Hammond’s way has always been less about intimidation than infiltration. In her series of rarely exhibited Floorpieces (1973)—one of the stunners of the show—five circular textiles with concentric rings of color seem to bubble up from underground like hot springs, stealthily penetrating the space of the museum. Made from braided, coiled rags, which Hammond then partially painted, they read more like floor paintings than sculptures. They clearly share a lineage with the domestic handicraft of the rag rug, but here the notion of “women’s work” seems more about the labor of love of making art and getting it seen. Hammond also seems to be riffing on Carl Andre’s Minimalist floor sculptures from the late 1960s, but the artist’s hand is integral to the work rather than stripped away. She has referred to braiding as a “lesbian” activity, with like strands coming together to become stronger, and she recalls sitting in the center of her Floorpieces while making them, working her way out as the spiral grows—a process she likens to the circular movements of aikido and tai chi, martial arts that she practiced for decades.
Hammond has largely avoided representing the body, pictorially, and there is no sign of the male gaze here, as in much other feminist work of the 1970s and ’80s.

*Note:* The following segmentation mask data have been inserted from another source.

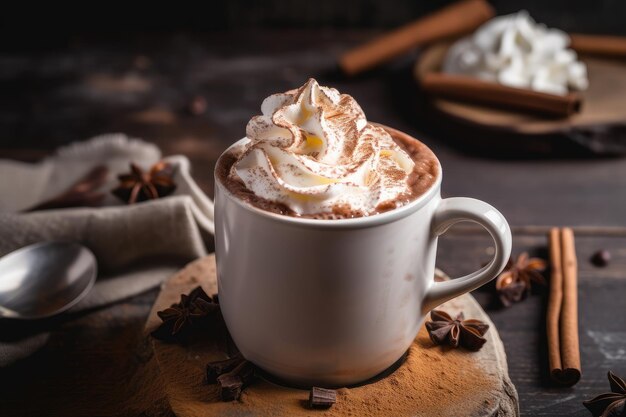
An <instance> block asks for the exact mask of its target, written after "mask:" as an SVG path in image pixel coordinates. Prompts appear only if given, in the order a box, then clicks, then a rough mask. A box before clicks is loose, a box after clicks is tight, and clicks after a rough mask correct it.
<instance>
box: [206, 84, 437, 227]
mask: <svg viewBox="0 0 626 417" xmlns="http://www.w3.org/2000/svg"><path fill="white" fill-rule="evenodd" d="M261 112H262V115H260V116H255V117H253V118H252V120H250V122H249V123H248V126H247V128H246V140H245V141H244V143H243V144H241V145H238V146H235V147H233V148H231V149H230V150H229V151H228V152H226V153H225V154H224V155H222V157H221V158H220V160H219V161H218V165H217V169H216V176H217V179H218V181H220V182H221V183H222V184H223V185H224V186H226V188H227V189H228V190H229V192H231V193H232V194H234V195H235V196H237V197H238V198H239V199H240V200H243V201H245V202H247V203H249V204H251V205H253V206H255V207H258V208H260V209H263V210H266V211H270V212H274V213H280V214H283V215H289V216H296V217H308V218H318V219H343V218H353V217H363V216H370V215H374V214H377V213H382V212H385V211H389V210H392V209H394V208H397V207H400V206H402V205H405V204H407V203H409V202H411V201H413V200H415V199H416V198H417V197H419V196H420V195H422V194H423V193H424V192H425V191H426V190H428V189H429V188H430V187H431V186H432V185H433V184H434V183H435V181H436V179H437V177H438V176H439V175H440V174H439V169H440V168H439V162H438V161H437V158H436V157H435V155H434V154H433V153H432V151H430V149H428V148H427V147H426V146H425V145H424V144H423V143H421V142H420V141H418V140H416V139H414V138H412V137H410V136H408V135H406V134H404V133H402V132H399V131H396V130H394V129H390V128H386V127H382V126H380V125H377V124H373V123H370V122H368V121H367V119H366V118H365V114H364V113H363V111H362V110H361V108H360V106H359V105H358V104H357V102H356V101H355V100H354V99H353V98H352V97H351V96H349V95H347V94H340V93H339V92H338V91H337V90H335V89H333V88H328V87H321V86H319V85H318V83H317V82H316V81H315V80H313V79H310V80H309V81H307V83H306V84H304V85H303V86H302V87H300V88H299V89H297V90H291V91H288V92H286V93H282V94H274V95H272V96H269V97H268V98H266V99H265V100H264V101H263V104H262V105H261Z"/></svg>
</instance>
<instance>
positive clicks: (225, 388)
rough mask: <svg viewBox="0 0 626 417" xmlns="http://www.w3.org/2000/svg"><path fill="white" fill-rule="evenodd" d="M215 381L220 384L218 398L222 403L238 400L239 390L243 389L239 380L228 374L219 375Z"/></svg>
mask: <svg viewBox="0 0 626 417" xmlns="http://www.w3.org/2000/svg"><path fill="white" fill-rule="evenodd" d="M217 381H218V382H219V383H220V398H221V399H222V401H235V400H238V399H239V396H240V395H241V390H242V389H243V382H242V381H241V378H239V377H238V376H237V375H232V374H230V373H228V374H224V375H220V376H219V377H218V378H217Z"/></svg>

But the body is everywhere. She has painted on discarded canvas tatami mats from her martial arts dojos, “charged with body contact,” as she’s described, while her Wrapped Sculptures (1977–84), merging a corporeality with upholstery, consist of an armature, or skeleton, wrapped with cloth (flesh), and then covered with coating of paint or rubber latex, or “skin,” a term she’s used to describe paint.
That metaphor might suggest vulnerability in some hands. But for Hammond, the body is resilient and skin, or paint, a protective barrier, even when punctured, scraped, or bound, as suggested in her ongoing series of “Near Monochromes,” which she’s been working on since the early 2000s. Here, she allows all kinds of content to infiltrate a tradition—the Modernist monochrome—that traditionally forbade it. Tiny bits of color seep up through fissures and sutures, for instance, while laces and straps collaged onto the surface and embedded under the paint disrupt the would-be pristine surface with a blatant suggestion of bandaging and binding.
At times these works bring to mind Alberto Burri’s scarred and burned abstractions from the 1960s. But for Hammond, there is always more of a sense of repairing, restoring, and connecting. As she told an audience shortly after the exhibition opened: “A bandage always implies the wound. A bandaged grid implies a disruption of utopian egalitarian order—but also the possibility of holding together, of healing.” That’s the Harmony Hammond that is still articulating a quietly reassuring fierceness through her abstraction, 50 years after she first found her voice.